METHODS: We assessed the binding of (14)C-AAP10 to membranes of rabbit cardiac ventricles and its displacement with desipramine in a classical radioligand binding and competition study. Gap junction currents were measured between isolated pairs of human atrial cardiomyocytes under normal and acidotic (pH 6.3) conditions with or without 1 μmol/l desipramine using dual whole-cell voltage clamp. The effect of 1 μmol/l desipramine was assessed in isolated rabbit hearts (Langendorff technique) undergoing local ischemia by coronary occlusion with 256-channel electrophysiological mapping and subsequent analysis of connexin43 (Cx43) expression, phosphorylation (Western blot), and subcellular localization (immunohistology).

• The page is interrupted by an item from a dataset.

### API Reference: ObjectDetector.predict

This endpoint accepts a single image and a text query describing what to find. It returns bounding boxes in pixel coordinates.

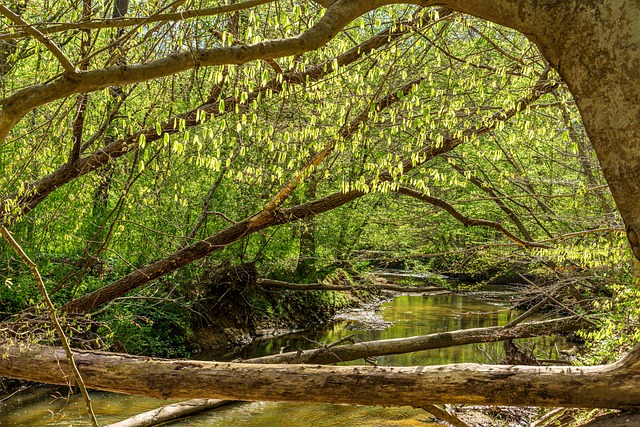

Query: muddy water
[0,295,567,427]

RESULTS: We found saturable (14)C-AAP10 binding to cardiac membranes (K (D), 0.29 ± 0.11 nmol/l; B (max), 42.5 ± 7.2 pmol/mg) which could be displaced by desipramine with a K (D.High) = 0.14 μmol/l and a K (D.Low) = 22 μmol/l. Acidosis reduced the gap junction conductance in human cardiomyocyte pairs from 24.1 ± 4.7 to 11.5 ± 2.5 nS, which could be significantly reversed by desipramine (26.6 ± 4.8 nS). In isolated hearts, ischemia resulted in significantly increased dispersion of activation-recovery intervals, loss of membrane Cx43, and dephosphorylation of Cx43, which all could be prevented by desipramine.
CONCLUSION: Desipramine seems to prevent the uncoupling of cardiac gap junctions and ischemia-related increase in dispersion.